One of the biggest factors in a successful coaching engagement is a client’s genuine commitment to their own development and their openness to trying new ways of seeing and doing things. By the time a prospective client reaches out for a discovery call, there is usually already some desire for meaningful change. That willingness is essential because coaching works best when the client is actively engaged in their own growth.
The chemistry between the coach and the client also matters a great deal. The most effective coaching containers are built on openness, trust, and a natural sense of rapport. Not every coach is the right fit for every client, and that’s completely normal. The chemistry call is where we explore whether we can genuinely build that kind of space together. If it’s not the right fit, I’ll refer the founder to another coach with whom they may have a better chemistry. The priority is always to create the best possible environment for a client’s development. The only time I’d consider someone truly ‘uncoachable’ is if they genuinely have no interest in their own development or are unwilling to look at their part in the patterns they’re facing.

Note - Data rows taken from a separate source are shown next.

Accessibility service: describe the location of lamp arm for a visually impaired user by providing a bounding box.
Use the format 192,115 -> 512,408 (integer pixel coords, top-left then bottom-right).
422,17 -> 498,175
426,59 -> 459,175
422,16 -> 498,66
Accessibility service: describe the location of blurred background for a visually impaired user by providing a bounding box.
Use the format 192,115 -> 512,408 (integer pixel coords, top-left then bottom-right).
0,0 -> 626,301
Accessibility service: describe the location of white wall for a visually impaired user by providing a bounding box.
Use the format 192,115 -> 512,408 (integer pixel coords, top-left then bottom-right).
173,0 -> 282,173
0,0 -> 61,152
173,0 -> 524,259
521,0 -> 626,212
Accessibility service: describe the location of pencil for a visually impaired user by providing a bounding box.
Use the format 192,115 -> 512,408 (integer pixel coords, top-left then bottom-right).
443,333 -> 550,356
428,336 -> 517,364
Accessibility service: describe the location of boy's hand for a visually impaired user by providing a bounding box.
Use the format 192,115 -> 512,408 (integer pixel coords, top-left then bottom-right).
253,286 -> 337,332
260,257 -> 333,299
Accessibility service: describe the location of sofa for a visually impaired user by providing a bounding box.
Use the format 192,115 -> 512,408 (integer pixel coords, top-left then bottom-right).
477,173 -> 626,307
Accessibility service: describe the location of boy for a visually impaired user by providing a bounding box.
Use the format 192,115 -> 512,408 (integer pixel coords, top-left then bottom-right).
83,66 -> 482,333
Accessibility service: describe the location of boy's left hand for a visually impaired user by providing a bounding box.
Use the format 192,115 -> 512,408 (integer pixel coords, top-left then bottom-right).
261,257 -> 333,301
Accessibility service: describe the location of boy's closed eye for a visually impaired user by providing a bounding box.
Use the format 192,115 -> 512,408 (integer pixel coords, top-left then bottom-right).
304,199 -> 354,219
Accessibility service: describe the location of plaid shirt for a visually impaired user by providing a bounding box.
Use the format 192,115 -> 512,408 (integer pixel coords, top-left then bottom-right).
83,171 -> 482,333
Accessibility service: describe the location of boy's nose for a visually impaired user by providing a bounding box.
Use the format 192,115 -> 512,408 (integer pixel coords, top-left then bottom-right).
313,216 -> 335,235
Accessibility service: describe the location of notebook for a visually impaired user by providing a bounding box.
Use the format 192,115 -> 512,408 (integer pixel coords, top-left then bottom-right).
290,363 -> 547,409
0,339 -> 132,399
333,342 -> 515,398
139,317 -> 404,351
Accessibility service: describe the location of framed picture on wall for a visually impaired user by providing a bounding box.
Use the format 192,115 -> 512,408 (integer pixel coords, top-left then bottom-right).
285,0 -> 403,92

For a founder reading this who is on the fence about hiring a coach, what is one question they should ask themselves today to determine if they are ready for this kind of work?
One simple way to know if you’re ready for this kind of work is to ask yourself: Am I willing to be open and honest – and even a bit vulnerable – about what’s happening in my life and leadership? And am I willing to try new things?
Coaching isn’t about already being at some ideal starting point. It’s about being willing to explore, reflect, and experiment with new ways of seeing and doing things. If a founder can show up with even a little openness and curiosity – and a willingness to engage sincerely with the process – then they’re already in a good place to begin.